What do you with a BA in English? What is my life going to be? Four years of college and plenty of knowledge, have earned me this useless degree…
The above lyric came from the satirical and very funny musical Avenue Q, where a Sesame Street inspired puppet anguishes over having a BA. The Bachelor of Arts is often been derided and accused of being a McDegree (“would you like fries with that?”). It is typically seen as a qualification that students choose when they cannot think of anything else to do, or when they cannot gain entry into law school.
University snobs snigger at subjects such as sociology, ethnomusicology, philosophy and German literature… they ask “can you actually get a job in those areas?”
I ask those people to stop being so literal. Of course we are not going to end up with hundreds and hundreds of anthropologists. To think that is totally unrealistic and unwarranted of the job market.
A BA is much broader in scope and appeal and offers so much than a single major or subject title. It warmed my heart to read a recent article in the NZ Herald where Massey University launched a campaign featuring high-profile New Zealanders dispelling myths about the utility of the BA. Professor Shaw said one of the worst effects of the negative attitudes towards the degree, was that students then felt it was less worthy.
I am a proud holder of a BA where I majored in Psychology and minored in Sociology. I also studied business/commerce, but to be honest, this was to satisfy my need to undertake a ‘safe’ course of study that had traditional career outlook.
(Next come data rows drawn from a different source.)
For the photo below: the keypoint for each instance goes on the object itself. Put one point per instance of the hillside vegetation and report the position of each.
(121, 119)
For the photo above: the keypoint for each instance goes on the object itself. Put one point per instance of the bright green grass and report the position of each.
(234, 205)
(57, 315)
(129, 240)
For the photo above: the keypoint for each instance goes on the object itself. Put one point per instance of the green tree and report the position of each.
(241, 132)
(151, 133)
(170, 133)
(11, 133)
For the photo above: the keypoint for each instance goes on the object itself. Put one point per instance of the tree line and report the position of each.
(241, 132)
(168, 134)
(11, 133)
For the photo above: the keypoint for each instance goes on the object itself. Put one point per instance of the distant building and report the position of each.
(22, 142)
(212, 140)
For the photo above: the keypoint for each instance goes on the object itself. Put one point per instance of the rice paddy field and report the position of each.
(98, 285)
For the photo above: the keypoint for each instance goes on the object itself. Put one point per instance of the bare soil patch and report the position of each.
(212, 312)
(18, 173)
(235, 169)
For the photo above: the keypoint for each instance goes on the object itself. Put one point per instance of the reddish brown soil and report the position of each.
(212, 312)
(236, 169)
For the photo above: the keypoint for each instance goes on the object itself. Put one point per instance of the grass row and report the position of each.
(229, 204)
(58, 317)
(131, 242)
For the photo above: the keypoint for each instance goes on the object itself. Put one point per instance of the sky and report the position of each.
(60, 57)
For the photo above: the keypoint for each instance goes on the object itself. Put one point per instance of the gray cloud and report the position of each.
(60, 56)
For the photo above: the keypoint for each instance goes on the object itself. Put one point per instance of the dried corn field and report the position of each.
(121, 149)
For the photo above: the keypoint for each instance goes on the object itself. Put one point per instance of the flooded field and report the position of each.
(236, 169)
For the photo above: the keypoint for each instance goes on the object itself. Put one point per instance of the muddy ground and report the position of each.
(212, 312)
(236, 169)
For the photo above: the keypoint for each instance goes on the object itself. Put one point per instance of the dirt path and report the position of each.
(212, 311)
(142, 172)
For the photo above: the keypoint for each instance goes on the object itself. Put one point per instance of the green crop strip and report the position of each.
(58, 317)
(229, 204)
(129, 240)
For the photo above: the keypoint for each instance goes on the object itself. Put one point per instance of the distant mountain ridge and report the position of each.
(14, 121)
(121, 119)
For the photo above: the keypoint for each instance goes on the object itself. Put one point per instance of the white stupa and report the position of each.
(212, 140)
A BA allows you to develop strong critical thinking skills, and I found this out during the course of my studies. I was challenged to not accept things at face value and to consider both sides of a coin.
I fondly remember undertaking papers such as Film Studies, Children’s Literature, Sociology of Families and Social Psychology. They may appear to have airy-fairy titles but all of them taught me to look at the all the different reasons as to why things happen and occur. For example, the Sociology of Gender paper gave me a strong understanding of how gender differences are exacerbated in current society. The female who gazes longingly at the strong male figure (think of a Calvin Klein advert) is less powerful than the glamour she portrays, but this image is constantly fed to us in the media.
Psychology was an extremely challenging subject and not as easy as people think. Even though it is deemed a humanities subject, I mean how can you quantify concepts such as ‘love’, it has a strong scientific rigour to it. Sociology also required me to write countless essays which definitely strengthened my writing skills.
Ironically, the business studies I undertook feels lightweight compared to the lifelong skills gained from my BA. In my work as a career practitioner and team leader I often have to reflect on decisions and trends, many of which need a consideration of what is happening in society. I often chuckle when I find myself referring to theories and stories gained from my studies.
To those of you who have wondered about the point of a BA, do know that it is indeed useful. It broadens the range of pathways you can consider, and it all it requires you is to be openminded about different jobs.